C'est donc au titre d'Administrateur Délégué de Z.________ de
sa création jusqu'au 30.10.2006, que je vous précise les faits suivants:
• Employé par Y.________ SA de 2003
à août 2005, Monsieur X.________ avait tenté de rapprocher cette société de Z.________
SA dans un but de joint-venture. L'actionnaire principal de Y.________ SA ayant
fortement rejeté cette option, il a immédiatement licencié Monsieur X.________
le 16 août 2005 sur la base de prétextes fallacieux qui ont amené les parties
concernées aux Prud'Hommes et comme vous devez le savoir, également à la
juridiction pénale (en cours) pour "concurrence déloyale". A noter
cependant que Y.________ SA n'a subi aucun dommage financier de cette prétendue
concurrence.
• Monsieur X.________ s'est donc
trouvé soudainement sans emploi et a cherché immédiatement du travail. Ses
contacts privilégiés avec Z.________ représentaient une possibilité d'emploi
mais sans aucune promesse de cette dernière, du fait que cette joint-venture ne
pouvait plus être envisagée.
• C'est uniquement dans le
cadre d'une joint-venture avec Y.________ SA qu'il avait été envisagé
d'employer Monsieur X.________.
De ce fait, il est faux de prétendre que Monsieur X.________
"avait déjà pris ses dispositions pour son engagement par Z.________
SA" (page 4 de v/courrier du 7 courant).
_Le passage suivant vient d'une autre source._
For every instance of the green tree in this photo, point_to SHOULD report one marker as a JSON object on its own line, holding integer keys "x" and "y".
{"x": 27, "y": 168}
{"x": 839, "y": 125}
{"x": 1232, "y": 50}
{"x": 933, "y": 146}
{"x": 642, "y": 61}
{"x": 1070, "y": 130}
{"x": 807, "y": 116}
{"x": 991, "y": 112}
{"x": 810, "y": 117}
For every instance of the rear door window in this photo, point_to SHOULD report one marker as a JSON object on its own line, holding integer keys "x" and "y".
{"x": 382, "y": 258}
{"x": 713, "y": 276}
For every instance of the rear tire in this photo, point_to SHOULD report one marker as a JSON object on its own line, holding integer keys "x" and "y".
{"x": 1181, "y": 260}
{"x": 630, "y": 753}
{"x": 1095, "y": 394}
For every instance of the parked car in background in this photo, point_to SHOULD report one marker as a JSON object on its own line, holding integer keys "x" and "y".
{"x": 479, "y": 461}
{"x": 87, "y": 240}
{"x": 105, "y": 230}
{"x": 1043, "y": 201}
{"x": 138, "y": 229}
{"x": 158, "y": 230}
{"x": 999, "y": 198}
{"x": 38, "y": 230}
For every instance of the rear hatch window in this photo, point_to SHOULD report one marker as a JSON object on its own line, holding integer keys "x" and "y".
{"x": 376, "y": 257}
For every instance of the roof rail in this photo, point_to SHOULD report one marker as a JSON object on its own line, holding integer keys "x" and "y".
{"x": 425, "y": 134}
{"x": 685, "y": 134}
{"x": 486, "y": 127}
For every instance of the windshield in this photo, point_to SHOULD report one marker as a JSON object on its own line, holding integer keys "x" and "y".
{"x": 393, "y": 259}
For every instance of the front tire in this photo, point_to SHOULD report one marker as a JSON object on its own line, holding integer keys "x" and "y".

De plus, il avait été envisagé
alors que Monsieur X.________ travaille à temps partiel, ou selon le programme
"Allocations d'initiation au travail" (AIT) de l'ORP, ce qui explique
le courrier à Monsieur A.________ du 20 juillet 2005, que vous citez dans votre
courrier du 7 mars 2007.
• J'ai
rencontré à plusieurs reprises Monsieur X.________ en automne 2005 car il
cherchait un emploi et nous avons été intéressés, en tant qu'organisme
financier, par les développements possibles de financement dans le domaine des
matières premières compte tenu de ses relations de longue date dans ce domaine.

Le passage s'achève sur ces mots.